In a world of rapid population growth and social and financial inequalities among different populations, the need for access to healthcare is ever-present. The International Medical Health Organization, or IMHO, seeks to maintain a world where health care is accessible to all.

Founded in 2004 as an international humanitarian organization, IMHO focuses on “developing and improving healthcare services and infrastructure in disadvantaged and needy regions worldwide.”

Health care professionals created the nonprofit in an effort to recognize the need for health care in impoverished communities. Specifically, the organization focuses on those affected by poverty, conflict or natural disasters. It places an emphasis on empowering communities to become proactive in their health and healthcare systems.

“We believe in the transformative power of education and the role this plays in improving the overall health and well being of people everywhere,” the organization says.

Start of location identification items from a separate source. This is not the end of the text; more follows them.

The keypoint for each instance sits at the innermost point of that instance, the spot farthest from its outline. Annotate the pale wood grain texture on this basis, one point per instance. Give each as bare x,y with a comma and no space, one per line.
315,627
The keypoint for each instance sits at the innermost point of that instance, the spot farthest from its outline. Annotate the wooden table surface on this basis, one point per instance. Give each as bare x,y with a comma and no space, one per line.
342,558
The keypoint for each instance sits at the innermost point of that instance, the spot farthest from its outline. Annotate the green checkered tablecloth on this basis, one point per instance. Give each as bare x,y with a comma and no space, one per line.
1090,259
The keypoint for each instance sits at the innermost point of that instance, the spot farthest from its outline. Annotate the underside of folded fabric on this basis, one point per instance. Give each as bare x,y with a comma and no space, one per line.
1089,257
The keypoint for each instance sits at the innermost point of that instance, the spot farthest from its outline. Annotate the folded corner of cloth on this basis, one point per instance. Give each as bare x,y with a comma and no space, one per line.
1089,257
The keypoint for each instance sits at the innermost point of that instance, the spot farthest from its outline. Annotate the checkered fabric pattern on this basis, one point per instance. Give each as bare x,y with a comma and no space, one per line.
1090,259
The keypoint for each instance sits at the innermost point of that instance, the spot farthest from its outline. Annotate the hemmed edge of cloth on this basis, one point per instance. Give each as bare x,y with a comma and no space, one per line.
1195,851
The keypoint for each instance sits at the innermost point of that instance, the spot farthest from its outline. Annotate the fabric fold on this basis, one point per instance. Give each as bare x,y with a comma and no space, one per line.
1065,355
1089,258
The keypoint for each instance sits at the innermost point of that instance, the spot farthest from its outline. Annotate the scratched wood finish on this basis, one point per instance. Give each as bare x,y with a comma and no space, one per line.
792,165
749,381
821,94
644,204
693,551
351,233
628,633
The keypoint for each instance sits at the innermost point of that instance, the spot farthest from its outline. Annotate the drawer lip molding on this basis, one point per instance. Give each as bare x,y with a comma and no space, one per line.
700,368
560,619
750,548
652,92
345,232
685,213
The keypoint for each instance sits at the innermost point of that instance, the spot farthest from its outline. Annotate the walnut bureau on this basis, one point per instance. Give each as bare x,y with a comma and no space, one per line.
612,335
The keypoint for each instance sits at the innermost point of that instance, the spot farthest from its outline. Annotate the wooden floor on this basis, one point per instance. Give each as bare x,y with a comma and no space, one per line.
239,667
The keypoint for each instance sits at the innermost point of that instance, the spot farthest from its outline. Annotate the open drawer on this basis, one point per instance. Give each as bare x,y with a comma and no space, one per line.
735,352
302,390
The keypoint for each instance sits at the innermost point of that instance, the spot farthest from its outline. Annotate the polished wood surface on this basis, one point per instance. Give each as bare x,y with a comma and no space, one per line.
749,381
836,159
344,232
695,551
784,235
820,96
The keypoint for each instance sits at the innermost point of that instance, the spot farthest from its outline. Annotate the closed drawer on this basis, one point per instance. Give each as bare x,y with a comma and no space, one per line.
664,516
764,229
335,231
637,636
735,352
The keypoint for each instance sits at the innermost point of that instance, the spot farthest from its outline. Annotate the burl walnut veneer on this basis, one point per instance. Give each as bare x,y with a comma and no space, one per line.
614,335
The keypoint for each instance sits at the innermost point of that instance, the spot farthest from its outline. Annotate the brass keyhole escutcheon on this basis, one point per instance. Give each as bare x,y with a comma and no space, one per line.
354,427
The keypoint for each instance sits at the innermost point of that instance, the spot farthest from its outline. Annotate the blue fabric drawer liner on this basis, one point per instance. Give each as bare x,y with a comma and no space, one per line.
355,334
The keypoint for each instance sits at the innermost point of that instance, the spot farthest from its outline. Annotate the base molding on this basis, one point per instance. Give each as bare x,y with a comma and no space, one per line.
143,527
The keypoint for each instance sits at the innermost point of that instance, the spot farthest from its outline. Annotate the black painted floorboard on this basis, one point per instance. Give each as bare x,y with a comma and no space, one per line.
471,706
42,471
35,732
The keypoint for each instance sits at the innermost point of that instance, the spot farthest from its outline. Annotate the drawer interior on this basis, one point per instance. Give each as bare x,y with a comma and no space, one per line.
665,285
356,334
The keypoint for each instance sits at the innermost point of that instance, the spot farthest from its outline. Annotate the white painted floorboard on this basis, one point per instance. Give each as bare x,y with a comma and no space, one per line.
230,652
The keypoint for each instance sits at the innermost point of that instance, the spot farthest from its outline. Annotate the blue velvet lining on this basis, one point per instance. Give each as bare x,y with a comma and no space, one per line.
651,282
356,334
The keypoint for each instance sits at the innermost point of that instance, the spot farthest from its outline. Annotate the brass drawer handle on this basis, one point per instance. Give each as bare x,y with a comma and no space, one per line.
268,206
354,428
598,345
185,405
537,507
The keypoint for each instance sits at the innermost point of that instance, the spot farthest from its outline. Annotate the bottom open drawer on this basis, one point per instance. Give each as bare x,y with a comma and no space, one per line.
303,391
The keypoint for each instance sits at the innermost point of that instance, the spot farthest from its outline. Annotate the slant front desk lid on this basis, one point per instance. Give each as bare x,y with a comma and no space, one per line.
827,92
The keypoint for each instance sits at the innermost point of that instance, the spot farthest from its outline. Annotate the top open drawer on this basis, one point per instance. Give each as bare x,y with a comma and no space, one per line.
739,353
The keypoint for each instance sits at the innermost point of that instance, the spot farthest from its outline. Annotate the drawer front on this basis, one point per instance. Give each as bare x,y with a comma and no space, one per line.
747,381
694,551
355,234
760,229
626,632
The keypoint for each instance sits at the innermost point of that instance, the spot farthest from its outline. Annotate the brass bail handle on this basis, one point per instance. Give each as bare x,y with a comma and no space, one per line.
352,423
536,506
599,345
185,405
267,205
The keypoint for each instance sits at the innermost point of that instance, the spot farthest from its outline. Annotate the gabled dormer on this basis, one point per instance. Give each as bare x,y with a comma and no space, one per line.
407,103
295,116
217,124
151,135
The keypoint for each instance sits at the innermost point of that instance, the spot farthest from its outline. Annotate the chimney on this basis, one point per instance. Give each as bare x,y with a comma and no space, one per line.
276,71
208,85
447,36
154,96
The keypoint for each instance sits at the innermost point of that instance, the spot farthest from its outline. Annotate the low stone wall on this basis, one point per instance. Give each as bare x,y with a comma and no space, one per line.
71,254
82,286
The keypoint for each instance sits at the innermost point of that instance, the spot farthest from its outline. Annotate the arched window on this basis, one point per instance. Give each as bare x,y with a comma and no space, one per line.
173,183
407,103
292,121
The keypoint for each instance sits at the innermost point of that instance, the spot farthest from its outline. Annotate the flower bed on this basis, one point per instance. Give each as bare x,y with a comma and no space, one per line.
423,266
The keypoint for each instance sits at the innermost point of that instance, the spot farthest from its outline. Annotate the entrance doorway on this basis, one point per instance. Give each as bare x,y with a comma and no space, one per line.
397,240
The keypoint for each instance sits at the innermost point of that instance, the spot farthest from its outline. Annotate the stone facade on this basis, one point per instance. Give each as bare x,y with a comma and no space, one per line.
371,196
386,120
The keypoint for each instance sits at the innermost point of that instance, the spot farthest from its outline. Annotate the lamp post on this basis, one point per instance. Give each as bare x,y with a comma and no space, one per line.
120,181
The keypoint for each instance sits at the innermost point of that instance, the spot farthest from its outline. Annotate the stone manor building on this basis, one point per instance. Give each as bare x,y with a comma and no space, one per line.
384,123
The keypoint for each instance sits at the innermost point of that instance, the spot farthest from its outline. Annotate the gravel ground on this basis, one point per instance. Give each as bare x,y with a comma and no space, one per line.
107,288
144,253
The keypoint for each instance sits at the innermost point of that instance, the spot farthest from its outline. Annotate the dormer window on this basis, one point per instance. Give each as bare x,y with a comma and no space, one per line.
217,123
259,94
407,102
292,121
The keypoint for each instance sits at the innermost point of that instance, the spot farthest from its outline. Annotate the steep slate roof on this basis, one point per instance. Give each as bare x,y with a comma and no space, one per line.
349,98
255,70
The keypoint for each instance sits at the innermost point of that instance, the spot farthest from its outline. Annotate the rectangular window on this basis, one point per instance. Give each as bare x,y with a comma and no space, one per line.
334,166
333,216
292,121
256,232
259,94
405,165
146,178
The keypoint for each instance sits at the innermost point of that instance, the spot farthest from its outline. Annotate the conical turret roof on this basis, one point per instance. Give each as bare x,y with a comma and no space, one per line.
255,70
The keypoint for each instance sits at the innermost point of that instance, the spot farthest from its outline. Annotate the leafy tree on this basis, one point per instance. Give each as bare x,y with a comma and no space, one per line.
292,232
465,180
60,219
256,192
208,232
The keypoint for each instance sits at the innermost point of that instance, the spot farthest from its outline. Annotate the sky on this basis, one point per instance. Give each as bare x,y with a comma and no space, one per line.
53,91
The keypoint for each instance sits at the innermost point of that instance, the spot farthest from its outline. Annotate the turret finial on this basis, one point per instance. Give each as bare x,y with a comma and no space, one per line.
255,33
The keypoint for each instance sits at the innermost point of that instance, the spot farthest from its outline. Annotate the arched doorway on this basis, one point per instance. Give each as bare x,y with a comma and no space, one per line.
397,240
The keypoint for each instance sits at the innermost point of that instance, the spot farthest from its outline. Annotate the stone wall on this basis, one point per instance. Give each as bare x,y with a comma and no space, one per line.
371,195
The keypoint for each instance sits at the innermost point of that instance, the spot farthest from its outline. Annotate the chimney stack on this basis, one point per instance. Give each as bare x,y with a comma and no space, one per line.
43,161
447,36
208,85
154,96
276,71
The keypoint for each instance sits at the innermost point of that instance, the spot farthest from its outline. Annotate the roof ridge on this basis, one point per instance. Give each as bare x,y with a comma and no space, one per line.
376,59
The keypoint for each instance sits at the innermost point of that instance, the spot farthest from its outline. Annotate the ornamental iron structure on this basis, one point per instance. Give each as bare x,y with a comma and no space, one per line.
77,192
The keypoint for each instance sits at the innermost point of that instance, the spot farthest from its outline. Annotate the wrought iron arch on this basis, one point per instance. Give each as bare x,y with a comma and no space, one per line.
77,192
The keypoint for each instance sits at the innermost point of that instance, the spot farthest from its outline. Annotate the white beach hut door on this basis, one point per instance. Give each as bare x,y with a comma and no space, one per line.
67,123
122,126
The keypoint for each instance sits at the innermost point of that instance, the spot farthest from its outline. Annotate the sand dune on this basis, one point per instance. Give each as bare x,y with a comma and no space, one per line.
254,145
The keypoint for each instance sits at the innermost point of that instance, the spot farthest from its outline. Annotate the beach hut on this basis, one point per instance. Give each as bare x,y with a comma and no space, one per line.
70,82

Through collaborations with local and international NGOs, IMHO focuses fundamentally on primary care and public health, education and training and capacity-building for those in need.

Despite being only 10 years old, IMHO maintains a record of success. The nonprofit assisted with the Indian Ocean tsunami in 2004, the Pakistan earthquake and Hurricane Katrina in 2005 and the Burmese cyclone Nargis in 2008. All three disasters displaced thousands of individuals and cost many lives.

As a part of one of over 180 NGOs of InterAction, the largest coalition of United States NGOs, IMHO is also a registered Private Voluntary Organization with the U.S. Agency for International Development.

Many developed countries continue to outspend developing nations substantially in healthcare expenditures. In fact, the U.S. notably sees billions of dollars spent on healthcare expenditures annually.

Since poverty is considered by many to be one of the underlying causes of inadequate healthcare, efforts by IMHO and other similar organizations will likely continue to be a sorely needed asset.